The strength of this historic link between health and housing was further illustrated by the fact that the respective presidents of the RIBA and the BMA (British Medical Association) would for a period routinely meet to discuss the ongoing collaboration of their disciplines in pursuit of the social and health related wellbeing of the population.

We would do well today to re-invigorate discussion between the medical professions and those who serve within the construction industry. Not, I hasten to add, so much in terms of physical health: infant mortality is mercifully low and the problems of damp and disease arising from failures in water supply and drainage are largely a thing of the past.

I am talking here about mental health. Little study has been undertaken into the impacts of architecture, urban design and planning on the mental health of our citizens, their families, and their wider communities. Our house-builders, in particular, need to contemplate these issues in their rush to acquire land for the sole purpose of distributing housing. They could all take a good lesson from the work of Joseph Rowntree who was so appalled at the conditions his workers had to endure in the slums of York that he initiated the building of the village of New Earswick, importantly complete with its ‘Folk Hall’, as Rowntree well understood the need for such facilities in terms of the social and mental welfare of the community.
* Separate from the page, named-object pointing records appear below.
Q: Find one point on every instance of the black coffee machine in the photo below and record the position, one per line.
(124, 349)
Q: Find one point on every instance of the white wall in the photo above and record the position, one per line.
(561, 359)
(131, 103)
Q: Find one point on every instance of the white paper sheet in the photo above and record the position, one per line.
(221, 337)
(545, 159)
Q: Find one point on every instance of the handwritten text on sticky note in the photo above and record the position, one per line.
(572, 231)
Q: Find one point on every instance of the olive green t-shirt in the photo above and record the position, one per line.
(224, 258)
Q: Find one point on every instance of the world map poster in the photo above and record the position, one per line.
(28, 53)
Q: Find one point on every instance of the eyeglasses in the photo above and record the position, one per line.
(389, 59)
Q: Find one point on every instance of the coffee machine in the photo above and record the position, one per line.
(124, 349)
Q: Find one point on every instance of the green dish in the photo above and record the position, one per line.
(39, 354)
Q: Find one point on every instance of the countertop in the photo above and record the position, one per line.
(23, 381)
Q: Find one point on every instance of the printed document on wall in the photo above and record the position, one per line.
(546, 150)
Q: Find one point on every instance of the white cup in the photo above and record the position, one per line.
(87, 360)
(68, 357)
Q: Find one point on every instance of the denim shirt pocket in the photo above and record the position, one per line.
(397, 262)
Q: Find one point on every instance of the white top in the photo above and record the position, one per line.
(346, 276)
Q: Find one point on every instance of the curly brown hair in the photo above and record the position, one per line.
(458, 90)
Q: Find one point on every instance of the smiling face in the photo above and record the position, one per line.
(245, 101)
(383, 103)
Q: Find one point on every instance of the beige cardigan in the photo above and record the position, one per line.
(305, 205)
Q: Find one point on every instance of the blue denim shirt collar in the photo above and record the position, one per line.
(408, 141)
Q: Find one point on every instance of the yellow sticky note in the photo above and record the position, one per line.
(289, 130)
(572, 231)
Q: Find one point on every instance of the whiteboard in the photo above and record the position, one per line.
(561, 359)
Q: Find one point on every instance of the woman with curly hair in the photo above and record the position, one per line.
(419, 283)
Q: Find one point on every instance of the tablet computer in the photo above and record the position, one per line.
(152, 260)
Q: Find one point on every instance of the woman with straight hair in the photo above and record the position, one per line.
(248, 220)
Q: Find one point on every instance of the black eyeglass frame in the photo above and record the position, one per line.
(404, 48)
Another interesting example of the need for shared facilities in terms of the mental health and happiness of a community can be found in Bruges, where the disused Church of Madeleine has been re-purposed for social benefit. Unlike the more common conversions of churches for residential or commercial use, it has been retained as a place to enhance the spiritual, cultural and mental wellbeing of the community around. Notably, a simple 17 metre swing hanging from the vaulted roof with a seat formed by a piece of tree trunk provides a context for contemplation.

This wonderful building is currently hosting an installation by the Belgian ‘social psychologist’ Bram Boris Van Acker, who designs products, services and art for a psychologically sustainable society. In contrast to consumer-orientated imperatives, his work focus on ‘intrinsic motivation and basic psychological needs rather than extrinsic motivation and artificial needs’.

In our increasingly complex world, mental health in terms of both the individual and the wider community is now an issue of primary importance. The architectural and health-based professions would do well to re-engage in common purpose and collaboration here: the design of residential accommodation, from traditional housebuilding to complex apartment blocks, needs to be better informed in their response to the newly emerging mental health crisis.